The studies cited above focused mainly on long term outcomes, including survival and recurrence, whereas the studies by Fukui et al and Gaston-Johansson et al investigate short term effects on measures of psychological distress only. Although the results of both studies support previous findings, the short term effects are smaller than those reported earlier.5 This may be due to several methodological aspects. The patients in both studies represent a highly selected sample with minor affective disturbances as measured by baseline scores of depression and anxiety. Thus, further improvements may be hard to achieve with these outcome measures. In such studies it may be more appropriate to include measures of quality of life (QoL). Both studies claim that the intervention enhanced the QoL of the patients but neither study measured this construct directly. Numerous scales are available for an estimation of QoL, especially scales for patients with cancer.6 Furthermore, Gaston-Johansson et al used the Beck Depression Inventory, among other scales, which is an instrument designed for measuring depression in psychiatric patients. Therefore, a floor effect exists and little variance could be expected for this measure. The use of breast cancer specific measures is advised for future research.
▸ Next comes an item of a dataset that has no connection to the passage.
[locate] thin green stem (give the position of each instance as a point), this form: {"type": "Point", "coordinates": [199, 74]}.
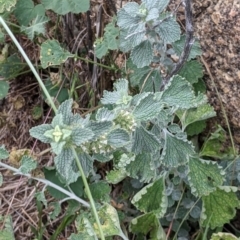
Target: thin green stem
{"type": "Point", "coordinates": [29, 64]}
{"type": "Point", "coordinates": [47, 183]}
{"type": "Point", "coordinates": [89, 194]}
Both studies used multimodal intervention programmes, arguing that the diagnosis and treatment of cancer cause multidimensional psychosocial problems that are best addressed by multimodal programmes. Another review suggests that strictly focused approaches should be tested to determine the most effective one.5 This strategy could lead to interventions that are briefer and more economical and that help to identify the mechanisms responsible for the therapeutic effect. When applying such multimodal interventions, helpful and ineffective components are hard to differentiate from one another. Furthermore, the independent use of the programme's components and unspecific mutual support outside the sessions have not been assessed in the current studies.
In summary, these studies provide further evidence that psychosocial interventions result in statistically significant improvements in mood or coping in patients with cancer. When discussing the generalisability of findings from intervention studies in psycho-oncology, however, the clinical relevance of results is a crucial point. Although some effects may be statistically significant, clinically relevant improvements may not be given. Thus, defining the clinically relevant endpoints in these trials is important. This can be achieved by using long term follow up assessments of survival time or disease free intervals. On the other hand, when using interventions that focus on psychosocial outcomes, measures should be chosen that are specific and responsive.